Egyptian President Hosni Mubarak is not the Middle East’s worst strongman — not by any stretch of the imagination. He has persecuted no genocide, curried favor to no ethnicity and has presided over a generally moderate and tolerant society. This is all said, of course, in the context of a not so nice neighborhood defined by Saddam Hussein and the Saudi royal family. But Mubarak has also not gone the way of Turkey — the Middle East’s most successful, open, and free democracy (sorry, Israel, liberty does not bulldoze.) Hosni Mubarak is the Middle East’s Hugo Chavez, except he has been kind to our foreign policy. Chavez, in the context of Chile’s Pinochet or Nicaragua’s Ortega, is not the worst the region has seen; but he remains a dissident-silencing opposition-jailing electioneering “President.” Chavez and Mubarak have won elections, but the opposition was barred from participation and arrested. Mubarak’s Egypt could be far more democratic and free, but Egypt has never been given the true opportunity to no longer be Mubarak’s.

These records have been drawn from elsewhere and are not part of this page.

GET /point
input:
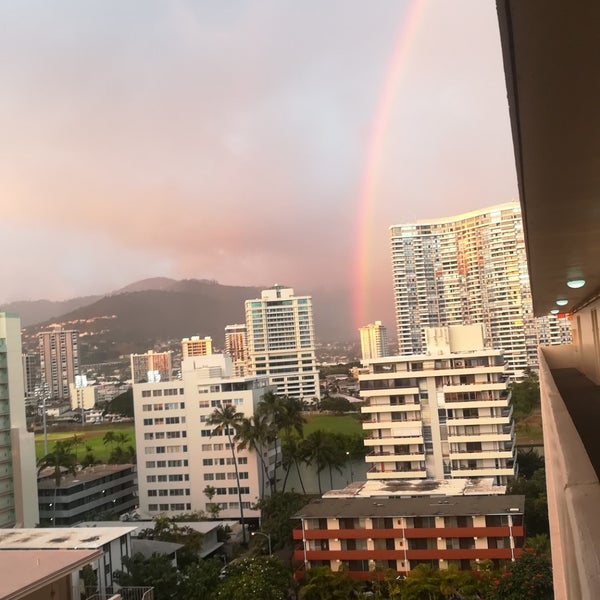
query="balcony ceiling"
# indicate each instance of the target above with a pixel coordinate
(551, 54)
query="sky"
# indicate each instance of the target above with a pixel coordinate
(250, 142)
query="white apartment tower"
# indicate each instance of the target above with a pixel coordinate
(442, 414)
(18, 482)
(374, 340)
(178, 457)
(471, 268)
(236, 346)
(151, 366)
(59, 360)
(196, 346)
(281, 341)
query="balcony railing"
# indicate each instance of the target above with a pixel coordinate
(122, 593)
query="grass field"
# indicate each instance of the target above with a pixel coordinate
(92, 436)
(348, 424)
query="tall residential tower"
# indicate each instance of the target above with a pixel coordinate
(281, 341)
(18, 483)
(59, 360)
(471, 268)
(374, 340)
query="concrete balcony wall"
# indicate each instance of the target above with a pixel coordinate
(571, 480)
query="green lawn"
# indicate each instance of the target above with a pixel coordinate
(92, 435)
(348, 424)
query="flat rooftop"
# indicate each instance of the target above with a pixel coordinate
(413, 507)
(380, 488)
(60, 537)
(23, 573)
(46, 476)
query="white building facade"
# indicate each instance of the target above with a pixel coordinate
(281, 341)
(440, 415)
(374, 340)
(470, 268)
(18, 483)
(178, 457)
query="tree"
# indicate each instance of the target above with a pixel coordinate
(109, 438)
(258, 578)
(166, 530)
(155, 571)
(199, 581)
(525, 396)
(321, 583)
(226, 420)
(323, 451)
(255, 434)
(528, 578)
(276, 516)
(213, 508)
(60, 458)
(293, 452)
(76, 440)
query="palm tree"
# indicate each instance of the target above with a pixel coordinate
(322, 451)
(76, 440)
(60, 458)
(293, 452)
(227, 421)
(254, 434)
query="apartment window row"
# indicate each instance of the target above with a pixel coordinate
(169, 492)
(164, 421)
(161, 464)
(165, 478)
(223, 476)
(166, 392)
(161, 435)
(176, 506)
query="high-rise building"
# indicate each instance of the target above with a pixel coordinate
(373, 340)
(178, 453)
(471, 268)
(281, 341)
(18, 485)
(552, 67)
(196, 346)
(151, 366)
(59, 360)
(442, 414)
(236, 346)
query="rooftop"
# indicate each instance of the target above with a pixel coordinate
(46, 476)
(77, 538)
(413, 507)
(375, 488)
(23, 573)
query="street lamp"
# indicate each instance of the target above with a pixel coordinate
(268, 539)
(350, 461)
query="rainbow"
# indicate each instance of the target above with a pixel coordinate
(374, 154)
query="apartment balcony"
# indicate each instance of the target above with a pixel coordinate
(122, 593)
(415, 473)
(387, 407)
(570, 416)
(475, 386)
(376, 439)
(482, 454)
(378, 457)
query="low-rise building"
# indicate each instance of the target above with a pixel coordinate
(91, 492)
(68, 549)
(366, 535)
(443, 414)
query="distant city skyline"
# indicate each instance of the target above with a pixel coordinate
(249, 143)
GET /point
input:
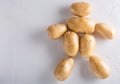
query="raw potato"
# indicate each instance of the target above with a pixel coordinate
(105, 30)
(56, 31)
(81, 8)
(87, 45)
(71, 43)
(64, 68)
(99, 67)
(81, 25)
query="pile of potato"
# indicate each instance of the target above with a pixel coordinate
(85, 43)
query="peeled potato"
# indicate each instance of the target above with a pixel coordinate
(105, 30)
(81, 8)
(64, 68)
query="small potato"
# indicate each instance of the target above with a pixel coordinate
(81, 8)
(56, 31)
(99, 67)
(71, 43)
(81, 25)
(105, 30)
(87, 45)
(64, 68)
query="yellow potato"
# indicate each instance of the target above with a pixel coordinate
(71, 43)
(99, 67)
(105, 30)
(81, 25)
(81, 8)
(87, 45)
(64, 68)
(56, 31)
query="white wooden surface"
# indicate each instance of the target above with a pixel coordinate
(28, 56)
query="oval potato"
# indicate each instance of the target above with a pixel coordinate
(87, 45)
(81, 25)
(71, 43)
(56, 31)
(64, 68)
(105, 30)
(81, 8)
(99, 67)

Mubarak has been America’s friend and ally, but is exemplary of another case of America’s ‘Musharraf Syndrome’ — our tendency (or at times, necessity) to back stability over democracy in the world’s conflict zones. Egypt’s uprising is the perfect opportunity for America to reflect on this reality of international politics, and to make a change. We cannot simultaneously fund democratic strides in Iraq and Afghanistan while our billion dollars of military aid opens fire on Egyptian teenagers defying curfew to shout “Freedom, God Wills It.” This protest is America’s protest, it was her founding cry in 1776, it is what our soldiers have died for in Iraq and Afghanistan, in Germany and Japan and on our own soil for the liberty of slaves.

We cannot send men to die for democracy and free societies in Iraq and Afghanistan while trampling others who want the same. Democracy in the Middle East is no simple task, and we must cheer its rising, especially when our soldiers need not die for it.

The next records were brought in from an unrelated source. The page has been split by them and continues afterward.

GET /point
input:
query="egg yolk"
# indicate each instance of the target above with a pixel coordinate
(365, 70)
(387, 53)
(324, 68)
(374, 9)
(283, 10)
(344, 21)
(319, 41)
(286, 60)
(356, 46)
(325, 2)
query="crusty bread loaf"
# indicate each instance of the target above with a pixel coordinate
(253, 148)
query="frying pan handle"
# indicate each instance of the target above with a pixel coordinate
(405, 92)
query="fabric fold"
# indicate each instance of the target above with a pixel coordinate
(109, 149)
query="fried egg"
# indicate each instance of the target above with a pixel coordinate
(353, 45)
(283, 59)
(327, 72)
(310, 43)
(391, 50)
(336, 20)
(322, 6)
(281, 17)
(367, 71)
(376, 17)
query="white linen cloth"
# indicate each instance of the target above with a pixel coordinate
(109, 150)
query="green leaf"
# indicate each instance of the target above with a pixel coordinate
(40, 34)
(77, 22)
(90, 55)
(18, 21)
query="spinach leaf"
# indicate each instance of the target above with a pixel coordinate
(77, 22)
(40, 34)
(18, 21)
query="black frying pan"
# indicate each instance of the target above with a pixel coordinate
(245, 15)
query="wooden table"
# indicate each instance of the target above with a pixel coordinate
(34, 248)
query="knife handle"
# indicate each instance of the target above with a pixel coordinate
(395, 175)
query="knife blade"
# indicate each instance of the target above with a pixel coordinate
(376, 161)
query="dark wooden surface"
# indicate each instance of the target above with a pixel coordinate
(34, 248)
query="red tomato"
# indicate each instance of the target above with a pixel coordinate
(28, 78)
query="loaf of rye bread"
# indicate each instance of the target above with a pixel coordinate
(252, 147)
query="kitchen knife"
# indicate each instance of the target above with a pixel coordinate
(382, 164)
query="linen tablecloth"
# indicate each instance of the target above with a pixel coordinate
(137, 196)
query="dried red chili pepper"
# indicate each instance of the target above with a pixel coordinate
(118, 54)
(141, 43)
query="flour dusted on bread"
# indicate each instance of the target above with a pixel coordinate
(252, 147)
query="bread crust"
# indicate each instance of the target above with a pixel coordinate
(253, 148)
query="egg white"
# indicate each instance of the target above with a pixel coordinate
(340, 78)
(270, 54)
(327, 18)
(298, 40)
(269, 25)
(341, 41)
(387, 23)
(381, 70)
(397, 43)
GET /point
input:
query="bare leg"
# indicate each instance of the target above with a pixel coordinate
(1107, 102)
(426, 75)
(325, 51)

Some are afraid that an Islamic party may rise to power in Mubarak’s absence, and although that opinion is somewhat ignorant of Egypt’s moderate and tolerant undercurrents, an Islamic party is likely to be a part of a functioning Egyptian democracy. Democracy without an Islamic party (and that does not mean fundamentalist) in the Middle East is likely not possible, and we must realize what we wish for when we wish for Arabic democracies. We are dealing with a region of the world that interrupts their lives five times daily to pay respects to God, and to wish that out of their politics is unrealistic. To do so is akin to wishing the pro-life movement out of the United States or hoping that supporters of same-sex marriage would simply ‘drop it’. Islam has guidelines for its faithful and their participation politics, our nation’s primary religion has no such decree. I can be a religious christian and keep Christianity out of my politics because my Christianity does not order me into it. An Islamic political party is a natural step for any democratic, but very faithful muslim.  We must be mindful that the United States is one of only a handful of nations in the world without an explicitly religious party, and that where there are religious parties, they are often outflanked by a ruling centrist majority.

But regardless of who may arise as the victor in Egypt’s eventual democratic contests – we must still cheer on their democratic demands, and while we need not demand Mubarak flee into exile, President Obama must demand he hold free and fair elections. This middle ground — between dictatorship and exile — is the way forward. We have nothing else to rightfully demand from another nation except free elections and respect for liberty. Mubarak has neither.

As a nation, we have refused to curtail our own simplest freedoms like the privacy of a phone conversation and miranda rights and we embark upon national uproar at TSA agents reaching between our legs; but our foreign aid dollar backs civil liberties nightmares far worse than this in Egypt. People who speak ill of the President are jailed, elections are not fair, corruption is rampant and a blind eye is turned to the “disappearance” of anti-government protestors. A water cannon ripping through a sign that pleads for freedom and knocking its bearer to the ground is not the actions of an any American friend. This doesn’t sound like an American ally because while Mubarak is an ally to America’s interests abroad, he is no friend to our ideals and what we believe as a nation.

Egypt must have freedom, Insh’Allah — God willing.